Le suivant, je l’ai trouvé dans un journal des îles Sandwich, qui me fut envoyé par un ami, du fond de cette paisible retraite. La coïncidence entre ma propre expérience et celle dont parle ici feu M. Benton est si frappante que je ne puis m’empêcher de publier et de commenter ce paragraphe.
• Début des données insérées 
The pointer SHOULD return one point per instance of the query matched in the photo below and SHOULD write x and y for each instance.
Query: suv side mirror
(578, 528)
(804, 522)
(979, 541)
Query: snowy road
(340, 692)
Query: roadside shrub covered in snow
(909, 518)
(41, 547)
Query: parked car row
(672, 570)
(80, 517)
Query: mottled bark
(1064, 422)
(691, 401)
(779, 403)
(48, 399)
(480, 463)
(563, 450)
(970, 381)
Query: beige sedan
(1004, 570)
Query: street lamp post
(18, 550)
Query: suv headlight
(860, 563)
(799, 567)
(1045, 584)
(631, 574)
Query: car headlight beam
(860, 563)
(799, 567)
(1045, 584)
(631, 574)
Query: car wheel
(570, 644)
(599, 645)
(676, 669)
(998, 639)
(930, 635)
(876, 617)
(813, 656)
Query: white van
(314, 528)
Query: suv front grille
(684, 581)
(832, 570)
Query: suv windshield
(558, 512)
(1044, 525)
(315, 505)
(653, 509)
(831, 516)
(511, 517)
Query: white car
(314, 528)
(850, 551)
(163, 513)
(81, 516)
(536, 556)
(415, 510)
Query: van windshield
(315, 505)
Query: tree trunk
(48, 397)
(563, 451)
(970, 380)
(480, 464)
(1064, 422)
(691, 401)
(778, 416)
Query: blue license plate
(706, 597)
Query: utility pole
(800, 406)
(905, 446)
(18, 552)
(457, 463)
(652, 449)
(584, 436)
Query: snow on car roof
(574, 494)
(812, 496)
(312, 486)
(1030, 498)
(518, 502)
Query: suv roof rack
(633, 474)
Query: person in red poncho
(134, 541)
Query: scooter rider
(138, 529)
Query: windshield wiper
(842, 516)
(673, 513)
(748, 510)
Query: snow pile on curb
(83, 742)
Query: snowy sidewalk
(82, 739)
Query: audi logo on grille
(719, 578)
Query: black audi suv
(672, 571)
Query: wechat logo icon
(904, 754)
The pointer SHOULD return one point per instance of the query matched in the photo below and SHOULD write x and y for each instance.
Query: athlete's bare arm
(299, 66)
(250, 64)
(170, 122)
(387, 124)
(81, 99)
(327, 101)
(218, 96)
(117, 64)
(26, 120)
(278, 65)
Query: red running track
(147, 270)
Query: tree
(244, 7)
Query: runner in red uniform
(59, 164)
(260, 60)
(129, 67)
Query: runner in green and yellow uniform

Voici le texte du journal sandwich:

«Combien touchant, le tribut payé par feu l’honorable T. H. Benton à l’influence de sa mère!—«Ma mère me demanda de ne jamais fumer. Je n’ai jamais touché de tabac depuis ce jour-là jusqu’à aujourd’hui. Elle me demanda de ne plus jouer. Je n’ai jamais plus touché une carte. Je suis incapable quand j’ai vu jouer de dire qui a perdu. Elle me mit en garde, aussi, contre la boisson. Si j’ai quelques qualités d’endurance actuellement, si j’ai pu me rendre quelque peu utile dans la vie, je l’attribue à mon obéissance à ses vœux pieux et corrects. Quand j’avais sept ans elle me demanda de ne pas boire, et je fis alors le vœu d’abstinence absolue. Si j’y fus constamment fidèle, c’est à ma mère que je le dois.»

Je n’ai jamais rien vu de si curieux. C’est presque un bref résumé de ma propre carrière morale, en substituant simplement une grand’mère à une mère. Combien je me rappelle ma grand’mère me demandant de ne pas fumer! Vieille chère âme! «Je vous y prends, affreux roquet! Bon! Que je vous y prenne encore, à mâcher du tabac avant le dîner! Et je vous parie que je vous donne le fouet jusqu’à vous laisser pour mort.»